Quella dell’Hotel Centrale sembra essere soltanto una storia senza fine, almeno lieto. Dopo il fallimento della Nord Hotel, la società che gestiva lo stabile, avvenuto nel 2014, la struttura è rimasta abbandonata fino al 2017, quando venne occupata dai militanti del Comitato Prendocasa. Per due anni, l’Hotel Centrale divenne una casa per circa trenta famiglie nonché punto di ritrovo anche in occasione di Fierinmensa, l’annuale appuntamento di accoglienza dei migranti in corrispondenza della Fiera di San Giuseppe. Poi, lo sfratto e il declino.
2019, l’anno di una svolta mai arrivata
Il 3 giugno 2019, dopo un lungo confronto con le istituzioni, le famiglie vennero trasferite in diverse strutture fra alcune prese in affitto dal comune e un’ala dell’ex convento delle Canossiane. Così, dal giorno stesso dello sgombero, l’Hotel Centrale venne messo all’asta. Si pensava, nelle intenzioni delle istituzioni, che potesse rinascere a nuova vita. Ma il tempo ha raccontato una storia differente.
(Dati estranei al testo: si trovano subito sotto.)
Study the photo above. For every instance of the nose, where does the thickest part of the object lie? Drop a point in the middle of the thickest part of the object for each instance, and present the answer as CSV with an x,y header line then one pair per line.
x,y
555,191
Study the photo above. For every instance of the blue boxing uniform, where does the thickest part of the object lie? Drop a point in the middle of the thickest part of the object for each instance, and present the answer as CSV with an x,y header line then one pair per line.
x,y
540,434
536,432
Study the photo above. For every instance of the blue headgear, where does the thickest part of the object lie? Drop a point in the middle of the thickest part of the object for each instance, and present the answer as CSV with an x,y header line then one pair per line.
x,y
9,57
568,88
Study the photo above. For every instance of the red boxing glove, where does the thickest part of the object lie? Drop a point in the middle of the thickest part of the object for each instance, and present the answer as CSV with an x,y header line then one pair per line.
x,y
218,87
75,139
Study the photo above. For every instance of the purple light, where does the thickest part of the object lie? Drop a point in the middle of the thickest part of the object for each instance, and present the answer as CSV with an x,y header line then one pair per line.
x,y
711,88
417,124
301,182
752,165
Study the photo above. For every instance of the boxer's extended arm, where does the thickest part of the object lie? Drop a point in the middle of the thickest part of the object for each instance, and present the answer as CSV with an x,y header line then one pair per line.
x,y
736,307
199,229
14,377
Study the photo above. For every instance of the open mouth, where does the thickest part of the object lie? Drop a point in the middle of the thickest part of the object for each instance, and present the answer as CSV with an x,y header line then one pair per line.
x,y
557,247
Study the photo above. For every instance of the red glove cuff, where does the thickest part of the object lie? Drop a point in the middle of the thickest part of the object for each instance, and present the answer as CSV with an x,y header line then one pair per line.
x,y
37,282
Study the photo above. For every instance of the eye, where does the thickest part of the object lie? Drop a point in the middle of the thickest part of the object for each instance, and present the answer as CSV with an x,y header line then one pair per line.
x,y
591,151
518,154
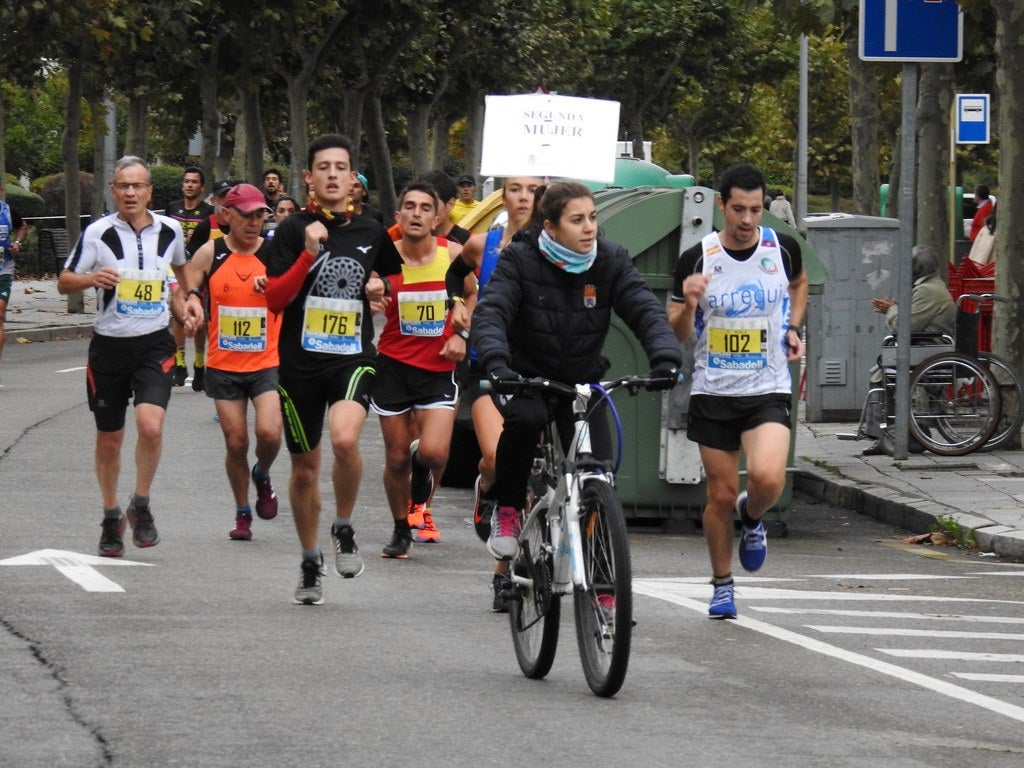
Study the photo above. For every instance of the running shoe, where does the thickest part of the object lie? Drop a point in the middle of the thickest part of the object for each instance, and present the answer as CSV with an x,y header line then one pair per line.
x,y
504,541
722,605
112,543
143,530
347,562
422,479
753,542
309,591
482,510
243,528
416,514
401,543
266,500
501,585
428,532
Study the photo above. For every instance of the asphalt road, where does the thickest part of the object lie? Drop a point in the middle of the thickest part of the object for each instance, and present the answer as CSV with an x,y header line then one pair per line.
x,y
852,648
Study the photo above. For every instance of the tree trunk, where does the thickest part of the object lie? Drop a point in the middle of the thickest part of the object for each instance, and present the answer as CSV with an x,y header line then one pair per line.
x,y
418,135
864,121
69,150
935,94
380,156
1008,331
211,116
254,140
298,91
136,139
438,154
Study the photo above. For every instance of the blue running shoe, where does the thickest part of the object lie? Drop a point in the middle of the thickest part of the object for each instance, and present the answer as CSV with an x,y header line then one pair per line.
x,y
722,605
753,542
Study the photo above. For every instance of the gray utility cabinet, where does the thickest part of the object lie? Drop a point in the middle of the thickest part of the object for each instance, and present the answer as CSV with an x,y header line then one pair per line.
x,y
844,333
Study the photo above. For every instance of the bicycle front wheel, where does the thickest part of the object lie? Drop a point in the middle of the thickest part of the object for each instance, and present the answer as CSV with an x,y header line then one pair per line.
x,y
604,610
1008,432
534,610
954,403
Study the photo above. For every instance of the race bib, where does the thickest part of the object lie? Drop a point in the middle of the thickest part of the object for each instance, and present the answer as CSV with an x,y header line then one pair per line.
x,y
242,329
737,343
140,293
422,312
333,326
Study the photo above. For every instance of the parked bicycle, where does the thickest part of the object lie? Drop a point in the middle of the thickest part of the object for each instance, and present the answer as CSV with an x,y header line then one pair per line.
x,y
573,541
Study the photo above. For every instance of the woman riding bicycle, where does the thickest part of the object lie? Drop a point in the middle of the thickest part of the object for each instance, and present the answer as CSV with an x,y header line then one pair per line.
x,y
546,312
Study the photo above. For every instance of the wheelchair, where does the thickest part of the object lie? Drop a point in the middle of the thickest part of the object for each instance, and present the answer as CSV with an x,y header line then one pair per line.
x,y
962,399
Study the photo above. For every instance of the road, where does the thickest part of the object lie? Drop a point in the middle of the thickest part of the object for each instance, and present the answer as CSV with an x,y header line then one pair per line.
x,y
851,649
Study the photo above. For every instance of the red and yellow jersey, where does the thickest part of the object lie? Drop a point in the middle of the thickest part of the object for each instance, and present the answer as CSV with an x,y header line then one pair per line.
x,y
243,333
416,324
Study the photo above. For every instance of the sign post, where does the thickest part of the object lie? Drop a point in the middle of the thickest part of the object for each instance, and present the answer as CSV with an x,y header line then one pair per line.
x,y
908,31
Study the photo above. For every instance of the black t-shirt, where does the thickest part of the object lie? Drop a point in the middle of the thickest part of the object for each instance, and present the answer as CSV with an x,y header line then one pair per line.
x,y
352,251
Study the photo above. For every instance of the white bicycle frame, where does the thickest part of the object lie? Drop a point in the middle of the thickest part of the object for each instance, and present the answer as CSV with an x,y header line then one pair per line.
x,y
562,505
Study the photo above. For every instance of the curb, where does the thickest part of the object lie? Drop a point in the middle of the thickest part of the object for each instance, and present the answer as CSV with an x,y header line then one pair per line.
x,y
914,514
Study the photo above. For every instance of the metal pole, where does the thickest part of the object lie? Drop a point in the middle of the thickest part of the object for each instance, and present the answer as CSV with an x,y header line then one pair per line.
x,y
907,215
801,190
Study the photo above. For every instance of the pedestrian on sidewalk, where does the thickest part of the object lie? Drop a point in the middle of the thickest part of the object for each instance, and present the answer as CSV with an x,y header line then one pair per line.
x,y
125,257
741,292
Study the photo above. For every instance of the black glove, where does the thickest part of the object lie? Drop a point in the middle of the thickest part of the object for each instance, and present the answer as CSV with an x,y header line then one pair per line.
x,y
503,373
663,376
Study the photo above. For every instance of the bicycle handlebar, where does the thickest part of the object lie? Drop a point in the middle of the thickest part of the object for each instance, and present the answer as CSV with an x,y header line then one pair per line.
x,y
632,383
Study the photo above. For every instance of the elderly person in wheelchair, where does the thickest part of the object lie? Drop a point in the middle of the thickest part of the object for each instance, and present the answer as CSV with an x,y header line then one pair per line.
x,y
932,310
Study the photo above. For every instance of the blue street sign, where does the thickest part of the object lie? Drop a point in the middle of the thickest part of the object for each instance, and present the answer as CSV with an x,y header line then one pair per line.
x,y
973,119
910,31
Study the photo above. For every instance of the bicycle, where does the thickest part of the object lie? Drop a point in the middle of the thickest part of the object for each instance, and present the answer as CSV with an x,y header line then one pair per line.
x,y
573,541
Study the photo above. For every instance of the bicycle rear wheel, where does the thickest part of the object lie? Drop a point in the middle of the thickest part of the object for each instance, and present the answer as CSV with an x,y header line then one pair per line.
x,y
534,610
954,403
1008,431
604,610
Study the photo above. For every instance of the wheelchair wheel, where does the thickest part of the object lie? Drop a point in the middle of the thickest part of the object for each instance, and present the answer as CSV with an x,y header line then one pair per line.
x,y
954,403
1008,432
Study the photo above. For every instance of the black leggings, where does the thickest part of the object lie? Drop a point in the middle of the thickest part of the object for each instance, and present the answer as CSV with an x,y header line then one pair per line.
x,y
525,417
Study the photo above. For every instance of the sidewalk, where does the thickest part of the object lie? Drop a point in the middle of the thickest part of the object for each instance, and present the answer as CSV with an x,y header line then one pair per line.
x,y
983,492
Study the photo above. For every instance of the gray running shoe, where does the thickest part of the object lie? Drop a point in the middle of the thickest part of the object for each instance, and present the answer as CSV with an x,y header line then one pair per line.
x,y
143,530
112,543
309,591
347,562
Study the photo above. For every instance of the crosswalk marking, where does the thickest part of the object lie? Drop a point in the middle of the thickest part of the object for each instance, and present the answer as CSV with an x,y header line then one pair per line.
x,y
890,614
960,655
984,678
889,631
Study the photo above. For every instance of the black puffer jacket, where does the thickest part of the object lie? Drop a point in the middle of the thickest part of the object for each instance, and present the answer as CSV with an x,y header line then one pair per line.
x,y
541,321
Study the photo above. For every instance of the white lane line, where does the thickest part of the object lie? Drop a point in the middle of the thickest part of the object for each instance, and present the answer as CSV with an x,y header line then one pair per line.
x,y
889,614
888,631
983,678
664,592
960,655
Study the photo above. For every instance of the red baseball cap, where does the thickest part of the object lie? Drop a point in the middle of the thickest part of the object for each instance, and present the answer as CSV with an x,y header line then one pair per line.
x,y
246,199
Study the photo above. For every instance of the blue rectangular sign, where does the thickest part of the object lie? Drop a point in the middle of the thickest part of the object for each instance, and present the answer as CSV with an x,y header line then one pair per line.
x,y
910,31
973,123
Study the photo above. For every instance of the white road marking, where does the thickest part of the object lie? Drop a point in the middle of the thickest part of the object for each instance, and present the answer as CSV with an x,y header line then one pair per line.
x,y
915,633
890,614
983,678
670,592
77,567
960,655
Tutte le aste per la struttura, infatti, non hanno avuto nessun compratore a presentarsi. Così, da ormai quasi sette anni a questa parte, l’Hotel Centrale giace abbandonato a due passi dal centro città. Quello che nelle intenzioni doveva essere un viatico al salotto buono del capoluogo bruzio è diventato, col tempo, un ricettacolo di degrado che ha soltanto peggiorato le proprie condizioni nel corso degli ultimi sei anni. Da quando, cioè, gli attivisti e le famiglie che lo abitavano sono stati sfrattati.
Il Comune tenta una riqualificazione per promuovere la vendita
L’ultimo atto riguardante la struttura è una determina del Comune dello scorso luglio, quando il Municipio ha avviato le procedure per la bonifica e la riconversione dell’Hotel Centrale con l’acquisizione di circa 80 metri quadri reliquati di terreno intorno all’edificio. L’obiettivo è quello di semplificare l’avviso di vendita dell’immobile, favorirne lo smantellamento prima e la realizzazione di una nuova struttura poi.
Un altro tentativo per trovare soluzione a una vicenda che non vede la luce in fondo al tunnel ormai da sei anni. Al momento, l’Hotel Centrale di Cosenza è solo un punto di degrado e pericolo igienico-sanitario per la città. E tutte le soluzioni cercate finora non hanno mai avuto un punto di arrivo.